Most recently, the Supreme Court asked the Biden administration for its opinion on whether it should review these cases. Interestingly, the past two administrations—one Democratic and one Republican – both filed briefs against these lawsuits. The Obama administration opposed climate litigation the last time it was before the Supreme Court, and the Trump administration filed briefs arguing for a uniform federal response to these lawsuits instead of state-by-state hometown rulings. Similar bipartisan opposition to these lawsuits can still be found today, with experts such as former Democratic Maine Attorney General Drew Ketterer and the Manufacturers’ Accountability Projects’ Phil Goldberg expressing their concerns with this current tack.
These lawsuits may make for good politics and press releases in some communities, but they demonstrate a misunderstanding of the global nature of greenhouse gas emissions as well as America’s legal system. Even if plaintiffs were successful in bankrupting every energy company in the U.S. through climate change lawsuits, the effort will not advance their goals. Many of these same companies have been making investments in greener energy technology and driving them to insolvency could halt the current progress we have already made in reducing emissions by 17% since 2005.
This reality bolsters the argument for a holistic approach to fight climate change through international cooperation between governments. Targeted payouts to a few local communities would have no impact on an international scale and would similarly do little to fund the broad climate resiliency efforts activists claim are needed.
Instead of time and money spent on misdirected lawsuits, local governments and the state legislature must work with all stakeholders to advance cleaner energy development in a manner that does not damage our economy, local communities, and our national security.
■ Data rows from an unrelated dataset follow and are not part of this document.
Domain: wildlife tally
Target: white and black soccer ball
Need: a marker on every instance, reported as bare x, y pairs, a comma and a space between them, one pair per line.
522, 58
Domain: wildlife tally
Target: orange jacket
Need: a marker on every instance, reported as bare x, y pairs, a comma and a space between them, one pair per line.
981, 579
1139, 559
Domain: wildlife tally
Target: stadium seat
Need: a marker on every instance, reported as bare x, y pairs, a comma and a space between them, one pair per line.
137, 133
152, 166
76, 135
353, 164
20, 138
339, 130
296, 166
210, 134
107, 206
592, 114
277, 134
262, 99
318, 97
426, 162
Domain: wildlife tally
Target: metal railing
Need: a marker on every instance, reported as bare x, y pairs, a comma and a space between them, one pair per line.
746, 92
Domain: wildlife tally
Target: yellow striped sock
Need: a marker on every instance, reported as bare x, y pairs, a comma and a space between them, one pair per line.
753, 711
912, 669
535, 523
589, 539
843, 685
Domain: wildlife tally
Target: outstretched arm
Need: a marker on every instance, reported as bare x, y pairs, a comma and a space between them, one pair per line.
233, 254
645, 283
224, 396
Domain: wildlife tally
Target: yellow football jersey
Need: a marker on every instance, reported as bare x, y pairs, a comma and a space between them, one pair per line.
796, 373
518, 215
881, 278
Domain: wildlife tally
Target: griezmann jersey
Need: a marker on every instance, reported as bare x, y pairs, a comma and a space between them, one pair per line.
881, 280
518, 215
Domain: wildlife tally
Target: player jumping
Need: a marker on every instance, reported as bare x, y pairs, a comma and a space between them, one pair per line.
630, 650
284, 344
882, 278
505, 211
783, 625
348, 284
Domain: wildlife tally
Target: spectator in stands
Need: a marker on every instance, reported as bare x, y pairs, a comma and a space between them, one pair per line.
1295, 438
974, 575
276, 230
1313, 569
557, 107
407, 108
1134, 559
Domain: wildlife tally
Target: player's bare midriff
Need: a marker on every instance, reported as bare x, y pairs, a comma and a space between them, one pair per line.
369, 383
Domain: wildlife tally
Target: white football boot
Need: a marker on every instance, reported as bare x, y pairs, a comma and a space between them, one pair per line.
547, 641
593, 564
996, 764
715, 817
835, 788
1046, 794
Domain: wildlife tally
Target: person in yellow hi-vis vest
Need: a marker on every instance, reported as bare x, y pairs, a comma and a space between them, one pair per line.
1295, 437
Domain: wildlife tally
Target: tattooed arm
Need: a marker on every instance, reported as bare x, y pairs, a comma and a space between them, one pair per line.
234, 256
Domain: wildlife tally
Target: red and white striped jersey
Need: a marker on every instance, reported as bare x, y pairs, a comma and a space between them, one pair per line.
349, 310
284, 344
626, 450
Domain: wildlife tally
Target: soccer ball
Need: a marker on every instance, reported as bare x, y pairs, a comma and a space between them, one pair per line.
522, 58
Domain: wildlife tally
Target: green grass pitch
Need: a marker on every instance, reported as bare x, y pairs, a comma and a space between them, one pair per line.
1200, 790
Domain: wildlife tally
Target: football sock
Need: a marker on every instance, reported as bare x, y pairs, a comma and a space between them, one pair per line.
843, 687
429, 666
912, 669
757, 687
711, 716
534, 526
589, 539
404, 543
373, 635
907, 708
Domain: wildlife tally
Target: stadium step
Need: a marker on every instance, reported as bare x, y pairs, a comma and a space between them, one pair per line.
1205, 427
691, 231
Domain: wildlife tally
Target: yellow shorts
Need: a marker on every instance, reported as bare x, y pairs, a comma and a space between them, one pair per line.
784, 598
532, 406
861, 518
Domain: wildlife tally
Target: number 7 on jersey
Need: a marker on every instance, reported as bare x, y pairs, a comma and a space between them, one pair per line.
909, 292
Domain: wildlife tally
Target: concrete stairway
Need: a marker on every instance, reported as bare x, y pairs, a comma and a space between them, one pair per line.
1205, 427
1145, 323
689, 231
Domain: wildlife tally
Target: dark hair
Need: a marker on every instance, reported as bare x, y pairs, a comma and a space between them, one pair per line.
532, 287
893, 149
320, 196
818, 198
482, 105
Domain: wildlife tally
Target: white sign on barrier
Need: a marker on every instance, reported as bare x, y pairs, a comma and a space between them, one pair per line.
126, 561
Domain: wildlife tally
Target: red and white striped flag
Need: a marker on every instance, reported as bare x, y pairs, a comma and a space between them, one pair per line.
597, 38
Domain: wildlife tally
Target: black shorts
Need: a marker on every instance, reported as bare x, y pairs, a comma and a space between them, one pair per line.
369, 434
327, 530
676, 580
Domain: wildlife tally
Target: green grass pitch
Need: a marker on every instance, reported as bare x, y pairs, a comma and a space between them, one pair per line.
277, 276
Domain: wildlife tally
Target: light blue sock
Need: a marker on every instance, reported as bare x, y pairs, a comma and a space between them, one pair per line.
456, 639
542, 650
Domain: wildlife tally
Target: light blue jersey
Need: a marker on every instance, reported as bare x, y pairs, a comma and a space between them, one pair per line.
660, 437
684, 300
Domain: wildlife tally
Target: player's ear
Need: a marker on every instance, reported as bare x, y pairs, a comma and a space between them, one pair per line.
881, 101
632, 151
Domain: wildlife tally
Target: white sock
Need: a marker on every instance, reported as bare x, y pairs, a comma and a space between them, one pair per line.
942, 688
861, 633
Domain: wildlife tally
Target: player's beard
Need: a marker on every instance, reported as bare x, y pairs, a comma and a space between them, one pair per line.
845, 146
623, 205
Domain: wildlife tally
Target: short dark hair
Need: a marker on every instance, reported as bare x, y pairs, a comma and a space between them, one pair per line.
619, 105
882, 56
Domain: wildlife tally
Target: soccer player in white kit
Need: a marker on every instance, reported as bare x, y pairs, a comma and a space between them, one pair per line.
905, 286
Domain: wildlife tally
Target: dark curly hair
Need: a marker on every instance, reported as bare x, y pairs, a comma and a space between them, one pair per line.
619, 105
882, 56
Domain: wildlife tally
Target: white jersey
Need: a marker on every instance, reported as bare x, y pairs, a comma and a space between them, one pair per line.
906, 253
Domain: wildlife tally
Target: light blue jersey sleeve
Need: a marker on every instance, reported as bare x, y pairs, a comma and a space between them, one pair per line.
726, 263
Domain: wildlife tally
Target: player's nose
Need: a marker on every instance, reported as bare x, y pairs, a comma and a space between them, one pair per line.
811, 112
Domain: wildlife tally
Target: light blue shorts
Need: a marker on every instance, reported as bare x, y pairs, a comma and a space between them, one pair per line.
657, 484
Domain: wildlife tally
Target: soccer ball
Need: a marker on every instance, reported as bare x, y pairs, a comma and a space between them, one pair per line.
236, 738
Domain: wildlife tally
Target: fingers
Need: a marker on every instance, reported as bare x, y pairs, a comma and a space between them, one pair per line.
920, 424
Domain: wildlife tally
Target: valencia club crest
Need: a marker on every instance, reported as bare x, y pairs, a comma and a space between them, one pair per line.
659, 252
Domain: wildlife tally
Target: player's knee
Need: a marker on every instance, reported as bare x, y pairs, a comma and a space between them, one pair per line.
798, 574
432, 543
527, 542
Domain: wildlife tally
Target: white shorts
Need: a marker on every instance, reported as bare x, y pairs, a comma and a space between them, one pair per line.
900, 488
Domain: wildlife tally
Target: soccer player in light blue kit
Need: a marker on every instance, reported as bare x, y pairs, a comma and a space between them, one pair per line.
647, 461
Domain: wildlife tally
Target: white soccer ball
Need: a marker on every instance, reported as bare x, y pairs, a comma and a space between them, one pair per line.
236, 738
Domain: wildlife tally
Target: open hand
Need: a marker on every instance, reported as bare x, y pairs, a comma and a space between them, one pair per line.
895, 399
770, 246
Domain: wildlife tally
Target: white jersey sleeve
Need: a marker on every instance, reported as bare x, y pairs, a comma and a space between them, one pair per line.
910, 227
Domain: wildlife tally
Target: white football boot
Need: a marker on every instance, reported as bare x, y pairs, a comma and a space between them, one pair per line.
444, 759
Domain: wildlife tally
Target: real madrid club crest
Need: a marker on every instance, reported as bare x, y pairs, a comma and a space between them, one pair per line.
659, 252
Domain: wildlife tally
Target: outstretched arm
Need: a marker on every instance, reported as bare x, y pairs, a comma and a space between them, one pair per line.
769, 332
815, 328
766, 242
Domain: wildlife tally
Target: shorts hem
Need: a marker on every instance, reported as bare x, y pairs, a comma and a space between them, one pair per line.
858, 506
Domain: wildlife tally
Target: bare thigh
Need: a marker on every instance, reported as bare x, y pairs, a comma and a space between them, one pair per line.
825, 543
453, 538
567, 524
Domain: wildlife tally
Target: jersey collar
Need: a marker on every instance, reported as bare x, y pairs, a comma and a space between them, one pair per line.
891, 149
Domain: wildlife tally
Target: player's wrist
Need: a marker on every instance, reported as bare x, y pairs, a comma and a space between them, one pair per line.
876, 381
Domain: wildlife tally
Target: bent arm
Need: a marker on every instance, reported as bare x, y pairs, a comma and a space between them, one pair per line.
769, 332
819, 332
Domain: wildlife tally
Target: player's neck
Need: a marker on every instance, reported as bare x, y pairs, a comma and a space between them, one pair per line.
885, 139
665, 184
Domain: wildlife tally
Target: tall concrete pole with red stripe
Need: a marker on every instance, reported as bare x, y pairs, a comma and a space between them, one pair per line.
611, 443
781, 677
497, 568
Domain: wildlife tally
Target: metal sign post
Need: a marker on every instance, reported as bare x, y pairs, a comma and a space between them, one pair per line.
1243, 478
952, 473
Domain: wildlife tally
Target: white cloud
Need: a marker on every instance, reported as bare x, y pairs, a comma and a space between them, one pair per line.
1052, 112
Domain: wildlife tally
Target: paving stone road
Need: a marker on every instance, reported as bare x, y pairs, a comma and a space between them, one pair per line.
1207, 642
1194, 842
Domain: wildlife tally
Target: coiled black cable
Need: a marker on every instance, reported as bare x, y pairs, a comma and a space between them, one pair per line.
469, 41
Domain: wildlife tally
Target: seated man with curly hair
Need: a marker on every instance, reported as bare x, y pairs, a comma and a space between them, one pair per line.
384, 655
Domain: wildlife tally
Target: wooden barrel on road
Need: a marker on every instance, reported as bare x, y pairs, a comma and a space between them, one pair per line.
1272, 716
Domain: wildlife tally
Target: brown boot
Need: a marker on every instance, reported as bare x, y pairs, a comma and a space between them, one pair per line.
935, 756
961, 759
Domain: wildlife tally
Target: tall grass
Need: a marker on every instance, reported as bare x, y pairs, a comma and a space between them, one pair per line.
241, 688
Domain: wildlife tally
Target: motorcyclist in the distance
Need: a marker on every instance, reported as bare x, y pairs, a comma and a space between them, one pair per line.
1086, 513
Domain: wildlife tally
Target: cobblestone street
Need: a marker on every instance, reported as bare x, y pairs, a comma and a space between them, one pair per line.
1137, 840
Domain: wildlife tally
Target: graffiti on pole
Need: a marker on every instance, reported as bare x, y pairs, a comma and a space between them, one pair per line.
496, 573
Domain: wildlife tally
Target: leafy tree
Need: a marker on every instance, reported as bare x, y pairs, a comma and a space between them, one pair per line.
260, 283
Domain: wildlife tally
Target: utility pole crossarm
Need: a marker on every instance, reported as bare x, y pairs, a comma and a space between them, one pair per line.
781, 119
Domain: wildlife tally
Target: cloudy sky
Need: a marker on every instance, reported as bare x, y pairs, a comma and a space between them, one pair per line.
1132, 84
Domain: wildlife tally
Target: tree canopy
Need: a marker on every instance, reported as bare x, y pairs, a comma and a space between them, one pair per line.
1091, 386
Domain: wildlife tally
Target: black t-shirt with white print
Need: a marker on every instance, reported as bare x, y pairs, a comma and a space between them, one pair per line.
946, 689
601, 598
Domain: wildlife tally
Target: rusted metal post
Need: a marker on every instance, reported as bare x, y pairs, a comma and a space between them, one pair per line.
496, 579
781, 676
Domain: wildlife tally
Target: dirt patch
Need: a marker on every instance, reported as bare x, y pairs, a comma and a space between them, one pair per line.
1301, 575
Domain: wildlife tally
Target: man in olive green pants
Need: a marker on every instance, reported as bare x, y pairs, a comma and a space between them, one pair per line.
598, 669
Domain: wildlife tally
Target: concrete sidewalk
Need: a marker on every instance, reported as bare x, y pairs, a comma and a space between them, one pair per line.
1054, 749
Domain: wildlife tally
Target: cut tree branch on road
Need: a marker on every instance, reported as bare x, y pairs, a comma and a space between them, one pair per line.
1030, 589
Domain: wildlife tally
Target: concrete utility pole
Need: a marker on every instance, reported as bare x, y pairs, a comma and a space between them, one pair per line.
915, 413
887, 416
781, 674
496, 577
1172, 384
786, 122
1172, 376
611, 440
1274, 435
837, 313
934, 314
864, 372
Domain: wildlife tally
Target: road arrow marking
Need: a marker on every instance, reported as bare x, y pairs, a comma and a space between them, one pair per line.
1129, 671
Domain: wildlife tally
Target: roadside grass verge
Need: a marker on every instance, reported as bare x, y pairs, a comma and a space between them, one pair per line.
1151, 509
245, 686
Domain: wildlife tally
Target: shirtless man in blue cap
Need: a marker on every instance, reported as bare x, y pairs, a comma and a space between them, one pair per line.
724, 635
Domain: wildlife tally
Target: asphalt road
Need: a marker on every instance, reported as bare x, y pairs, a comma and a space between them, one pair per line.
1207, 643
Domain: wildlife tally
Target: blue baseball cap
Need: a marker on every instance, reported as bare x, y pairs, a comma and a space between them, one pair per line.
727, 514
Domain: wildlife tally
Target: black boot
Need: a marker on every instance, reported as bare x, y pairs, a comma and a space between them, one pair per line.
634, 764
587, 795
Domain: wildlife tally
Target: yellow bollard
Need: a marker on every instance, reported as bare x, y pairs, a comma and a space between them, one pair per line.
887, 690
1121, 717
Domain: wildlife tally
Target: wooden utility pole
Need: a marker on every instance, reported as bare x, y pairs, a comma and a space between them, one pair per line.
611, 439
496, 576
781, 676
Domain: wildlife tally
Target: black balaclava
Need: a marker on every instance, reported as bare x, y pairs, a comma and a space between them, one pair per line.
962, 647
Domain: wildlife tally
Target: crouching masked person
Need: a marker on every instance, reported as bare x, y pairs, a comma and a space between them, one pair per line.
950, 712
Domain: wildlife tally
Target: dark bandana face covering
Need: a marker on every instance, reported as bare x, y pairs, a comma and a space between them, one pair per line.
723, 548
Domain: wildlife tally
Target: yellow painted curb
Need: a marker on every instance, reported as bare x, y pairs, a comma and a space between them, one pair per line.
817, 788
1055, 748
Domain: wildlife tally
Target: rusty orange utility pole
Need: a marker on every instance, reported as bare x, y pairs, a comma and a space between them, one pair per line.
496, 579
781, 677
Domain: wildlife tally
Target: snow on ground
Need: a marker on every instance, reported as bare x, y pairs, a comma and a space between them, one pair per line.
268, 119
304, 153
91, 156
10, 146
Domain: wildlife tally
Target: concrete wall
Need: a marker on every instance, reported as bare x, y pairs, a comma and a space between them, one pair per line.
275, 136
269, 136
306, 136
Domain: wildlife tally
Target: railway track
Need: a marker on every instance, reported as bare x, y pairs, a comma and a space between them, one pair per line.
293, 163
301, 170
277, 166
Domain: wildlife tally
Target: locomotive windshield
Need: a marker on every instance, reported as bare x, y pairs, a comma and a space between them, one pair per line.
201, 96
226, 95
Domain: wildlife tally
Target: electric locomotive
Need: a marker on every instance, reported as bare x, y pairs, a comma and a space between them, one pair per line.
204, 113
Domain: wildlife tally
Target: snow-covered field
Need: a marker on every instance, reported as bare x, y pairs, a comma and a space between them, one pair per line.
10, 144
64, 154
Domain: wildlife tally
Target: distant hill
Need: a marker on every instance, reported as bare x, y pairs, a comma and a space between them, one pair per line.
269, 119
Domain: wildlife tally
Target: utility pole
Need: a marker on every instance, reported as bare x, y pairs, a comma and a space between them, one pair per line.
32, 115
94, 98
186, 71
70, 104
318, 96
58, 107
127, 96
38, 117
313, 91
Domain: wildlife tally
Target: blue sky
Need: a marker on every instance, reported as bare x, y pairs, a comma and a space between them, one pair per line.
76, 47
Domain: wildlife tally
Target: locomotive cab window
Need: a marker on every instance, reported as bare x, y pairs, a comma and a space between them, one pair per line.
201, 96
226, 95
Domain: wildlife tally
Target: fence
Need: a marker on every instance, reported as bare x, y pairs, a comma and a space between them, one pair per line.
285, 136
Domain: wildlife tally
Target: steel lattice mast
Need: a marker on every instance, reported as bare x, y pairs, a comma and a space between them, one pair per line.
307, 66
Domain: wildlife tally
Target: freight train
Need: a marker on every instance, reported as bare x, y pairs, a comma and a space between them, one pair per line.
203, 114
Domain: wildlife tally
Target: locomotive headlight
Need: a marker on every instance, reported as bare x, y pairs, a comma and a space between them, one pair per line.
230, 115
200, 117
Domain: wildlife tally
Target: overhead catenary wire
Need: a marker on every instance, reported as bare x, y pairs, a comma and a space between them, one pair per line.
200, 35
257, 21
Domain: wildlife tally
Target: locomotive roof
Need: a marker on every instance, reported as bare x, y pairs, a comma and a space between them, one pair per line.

Ultimately, long-term goals will be achieved through private sector innovation, and government cooperation both domestically and across international borders.
Elected officials, be they in Denver, Boulder, San Miguel or elsewhere in the Centennial State or across the country should focus on policies that can facilitate this change. Working together, the Colorado way, is the best approach to accomplishing these goals.
Ken Summers, of Canton, Ga., is a fellow in state policy at the Centennial Institute and the former chairman of the Health and Environment Committee in the Colorado House of Representatives.